どっちも立派なプレゼン

今回はプレゼンテーションの本を2冊紹介したいと思います。この2冊、まったく重要なポイントがまるで逆です。そして、どちらも卒論や学会・研究会での発表には向かないと思われるスタイルのプレゼンテーションについて書かれています。でも、プレゼンテーションをどうすればよいかを考える上では、どちらも重要だと思うのです。

まず1冊めは『プレゼンテーション Zen』。有名な本ですよね。

プレゼンテーションzen

プレゼンテーションzen

  • 作者: Garr Reynolds,ガー・レイノルズ,熊谷小百合
  • 出版社/メーカー: ピアソン桐原
  • 発売日: 2009/09/04
  • メディア: 単行本(ソフトカバー)
  • 購入: 51人 クリック: 927回
  • この商品を含むブログ (186件) を見る
従来のプレゼンテーションで使われるスライドを、いかにシンプルかつ印象的なものにするかというポイントに重点が置かれています。ページをパラパラとめくると、デザインのみを重視しているかのように思えますが、そうではなくて「スライドは発表者自身や話す内容を引き立てるものである」ということがこの本の思想のベースになっています。そのために、スライドに書く/描くものを、いかに省略して、いかに整理するか、まさに禅問答のように突き詰めるような本です。
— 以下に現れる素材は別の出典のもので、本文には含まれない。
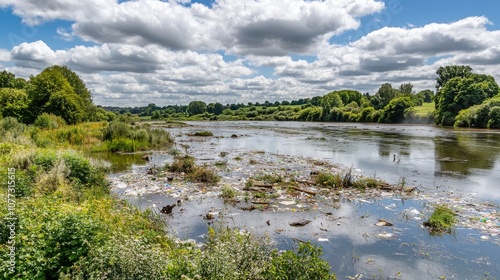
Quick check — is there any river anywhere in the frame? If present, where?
[106,121,500,279]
2冊めは、ビジネスで使われるタイプのプレゼンに関する本といえばいいでしょうか。タイトル通り、エンジニアはどんなスライドを作るのが良いのかを、PowerPointでの操作のポイントと合わせて説明しています。

エンジニアのためのPowerPoint再入門講座 伝えたいことが確実に届く“硬派な資料”の作り方

エンジニアのためのPowerPoint再入門講座 伝えたいことが確実に届く“硬派な資料”の作り方

こちらで重視しているのは、サブタイトルにもなっている「硬派な資料」。つまり、ビジネスの場面で、スクリーン上で見せるだけではなく、会議で使う印刷した資料として使える、しっかりしたスライドを作成することにポイントを置いています。だから、スライドには伝えたい文章をしっかり書いておくし、文字の大きさは小さくてもよいし、無論最低限の図表もしっかり使って、スライドを読んでもらうことで大体のことは理解してもらえるような、プレゼンテーションを目指しています。

この2冊を、そのまんま授業やゼミで利用したりするのは、難しいでしょう。だって、卒業研究やら学会などでの発表で作るスライドは、どちらのスタイルでもなくって、あえていえば2冊の本で主張しているスタイルの中間にあたりますから。
でも、「プレゼンテーションとはこういうものだ」というのは一つだけじゃないですよね。目的やプレゼンをする場、対象となる人に合わせて、プレゼンテーション全体からスライドの作り方まで変えるべきものだと思うのです。大学の初年次教育での発表のしかたの説明では、このようなスライドのスタイルを紹介するのは難しいでしょう。個人的には知っておいて損はないと思うのですが。